The first job I got fired from was after I reported to my Yugoslavian boss (during the Cold War) that UNESCO’s proposal for funding Sesame Street for Cuban National Television could be used for political, not only educational purposes. Guess what? USAid is now funding it for Nigerian State television.
And guess what else? Besides the Washington Post which originated the story, the only other major city media that carried it was the Kansas City Star. And Kansas is one of a handful (but growing number) of States that impede the teaching of evolution and promote creationism.
So would you please click here to sign the petition promoted by 17-year old high school student, Zack Kopplin of Baton Rouge, who is trying desperately to stop his state legislature from doing what Kansas has done. After which, I’ll put all these paragraphs into a meaningful idea.
Nearly 40 years ago when working for UNESCO in Paris, I realized that despite my liberal leaning that there were powerful tools that governments could use to attain acquiescence to almost anything. We dared not call it “brainwashing” but that was exactly what they were.
USAid is funding Sesame “Square” on Nigerian state television. There are 13 independent television stations and networks in Nigeria, but none can compete with NTA, the massive state-controlled network which unlike PBS or the BBC is a real mouthpiece for the government.
Mouthpiece.
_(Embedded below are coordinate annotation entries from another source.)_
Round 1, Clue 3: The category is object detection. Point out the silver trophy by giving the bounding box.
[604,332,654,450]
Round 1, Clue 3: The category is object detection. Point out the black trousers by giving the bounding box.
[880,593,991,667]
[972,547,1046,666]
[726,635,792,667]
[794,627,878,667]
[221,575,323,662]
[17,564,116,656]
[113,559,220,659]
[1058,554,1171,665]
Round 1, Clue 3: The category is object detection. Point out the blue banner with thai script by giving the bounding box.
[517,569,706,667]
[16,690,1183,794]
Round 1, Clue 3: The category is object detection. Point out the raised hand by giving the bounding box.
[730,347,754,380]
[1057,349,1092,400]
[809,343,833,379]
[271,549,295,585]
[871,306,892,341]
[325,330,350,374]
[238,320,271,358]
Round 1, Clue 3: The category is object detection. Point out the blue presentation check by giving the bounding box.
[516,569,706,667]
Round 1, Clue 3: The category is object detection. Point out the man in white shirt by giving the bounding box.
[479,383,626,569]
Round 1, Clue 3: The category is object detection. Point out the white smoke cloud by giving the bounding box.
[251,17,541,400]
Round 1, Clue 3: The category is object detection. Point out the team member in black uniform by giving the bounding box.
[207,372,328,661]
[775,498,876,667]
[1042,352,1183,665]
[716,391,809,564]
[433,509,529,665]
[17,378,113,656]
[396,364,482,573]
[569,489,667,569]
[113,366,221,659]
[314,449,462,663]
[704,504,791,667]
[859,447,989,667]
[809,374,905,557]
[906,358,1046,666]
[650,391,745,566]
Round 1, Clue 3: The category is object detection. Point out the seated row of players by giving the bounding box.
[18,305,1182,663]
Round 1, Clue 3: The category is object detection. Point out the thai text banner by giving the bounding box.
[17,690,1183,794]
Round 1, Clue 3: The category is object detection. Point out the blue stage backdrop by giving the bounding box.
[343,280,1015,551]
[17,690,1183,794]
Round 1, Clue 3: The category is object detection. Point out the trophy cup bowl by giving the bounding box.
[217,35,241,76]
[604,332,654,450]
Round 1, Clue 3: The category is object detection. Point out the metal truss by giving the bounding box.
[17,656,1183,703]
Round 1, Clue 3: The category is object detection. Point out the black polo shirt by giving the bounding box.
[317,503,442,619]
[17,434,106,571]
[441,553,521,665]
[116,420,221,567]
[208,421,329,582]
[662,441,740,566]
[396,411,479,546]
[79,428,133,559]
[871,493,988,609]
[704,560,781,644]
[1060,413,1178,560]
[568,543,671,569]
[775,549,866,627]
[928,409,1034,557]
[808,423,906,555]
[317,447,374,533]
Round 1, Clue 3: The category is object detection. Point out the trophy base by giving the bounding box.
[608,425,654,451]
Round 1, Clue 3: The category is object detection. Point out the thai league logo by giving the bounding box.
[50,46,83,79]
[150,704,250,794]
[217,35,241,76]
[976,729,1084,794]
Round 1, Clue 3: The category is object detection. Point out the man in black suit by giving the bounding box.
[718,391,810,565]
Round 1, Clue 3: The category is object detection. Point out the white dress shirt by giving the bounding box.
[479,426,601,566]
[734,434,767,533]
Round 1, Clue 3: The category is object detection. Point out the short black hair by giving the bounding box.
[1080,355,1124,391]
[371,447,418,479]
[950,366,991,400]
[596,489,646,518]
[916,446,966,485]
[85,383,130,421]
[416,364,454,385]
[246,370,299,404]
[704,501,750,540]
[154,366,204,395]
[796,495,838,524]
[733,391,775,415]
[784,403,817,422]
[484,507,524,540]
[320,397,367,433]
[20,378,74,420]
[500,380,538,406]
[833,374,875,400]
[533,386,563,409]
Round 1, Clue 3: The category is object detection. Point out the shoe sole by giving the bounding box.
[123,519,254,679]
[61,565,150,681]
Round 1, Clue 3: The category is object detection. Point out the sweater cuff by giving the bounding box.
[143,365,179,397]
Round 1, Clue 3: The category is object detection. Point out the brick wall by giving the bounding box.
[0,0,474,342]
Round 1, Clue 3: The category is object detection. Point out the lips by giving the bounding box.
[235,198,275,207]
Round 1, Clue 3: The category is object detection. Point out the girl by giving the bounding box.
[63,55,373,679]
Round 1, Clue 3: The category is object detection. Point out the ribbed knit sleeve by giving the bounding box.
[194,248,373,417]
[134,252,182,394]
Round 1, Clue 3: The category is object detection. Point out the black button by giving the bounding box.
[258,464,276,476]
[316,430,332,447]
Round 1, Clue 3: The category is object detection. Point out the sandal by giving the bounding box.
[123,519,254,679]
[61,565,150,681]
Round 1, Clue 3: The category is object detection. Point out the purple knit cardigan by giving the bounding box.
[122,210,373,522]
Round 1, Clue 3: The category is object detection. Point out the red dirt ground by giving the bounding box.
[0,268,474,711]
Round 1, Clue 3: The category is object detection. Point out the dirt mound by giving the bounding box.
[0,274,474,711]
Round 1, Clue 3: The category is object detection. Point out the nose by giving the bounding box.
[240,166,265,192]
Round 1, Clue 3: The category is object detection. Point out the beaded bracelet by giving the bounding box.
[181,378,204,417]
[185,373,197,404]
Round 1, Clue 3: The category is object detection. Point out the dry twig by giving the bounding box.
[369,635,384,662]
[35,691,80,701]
Nigeria has a lot of explaining to do, both currently and historically. And one of its most effective devices is NTA.
And now, it can develop in its children – with U.S. help – a tool for imbibing its messages.
America’s problems are manifold but I think easily reduced into this statement: we have empowered the ignorant.
The ignorant of America are wealthy, know how to spell well enough, and have developed social and political tools to lord over us infidels while flagrantly promoting contradictory ideas, and worst of all, embracing nonsense like creationism.
We can’t – we shouldn’t – outlaw ignorance. It’s our own fault. We didn’t pay the teachers in Oklahoma or Kansas, or for that matter anywhere, enough to do a good job. We created a generation of ardent believers … in nonsense.
The only skill you need to believe deeply in nonsense is how to read. Especially in today’s unreal, surreal and political contrary world.
Learning tools like literacy are not the same as acquiring analytical skills. That’s what’s lacking in America, and now possibly in the next generation of Nigerians. Masses of skilled kids will be made just literate enough to believe the nonsense of their autocratic rulers.
USAid could have funded Sesame Street in Nigeria in other ways – on competing networks clamoring for a voice in the country. But they didn’t. They propped up a corrupt and secular regime with a powerful additive: brainwashing.
Thanks to Conor Godfrey for sending me info on Sesame Square.
So I certainly would not have gone in that direction, but I see where you’re coming from with NTA (though I know precious little about their role in Nigerian media)
However, just to make sure this point is out there, the “brainwashing” that Seasame Street/Square will be undertaking in this case involves attacking the stigma around HIV/AIDS, teaching numeracy and literacy, and tackling other sensitive issues using Nigerian characters that will both excite and engage Nigerian kids. (Weren’t Bert and Ernie created to create a US precedent for two men living together on TV?…talk about breaking down barriers : )
Had USAID funded a competing network (which I admit was a very good thought) far fewer kids would see an HIV+ role model, or interact with empowered female characters….
I understand your objection to NTA entrenching its dominant position, but the sesame street message needed a megaphone….there are other tools for encouraging a freer press
I lived in KS for 9 years before coming to WI in 2003. I find it hard to believe that scientific evidence can be completely overlooked to propagate ignorance promoted by the religious right. I am distressed that this can occur ANYWHERE in the world. Jo Ellen
Your incisive analysi of a deplorable situation is right on as usual. Keep it up. I will sign the petition.
Jim — I wish the student all the best. I have signed his petition, as I had earlier signed the Clergy Letter petition to prevent the passage of the bill in the first place.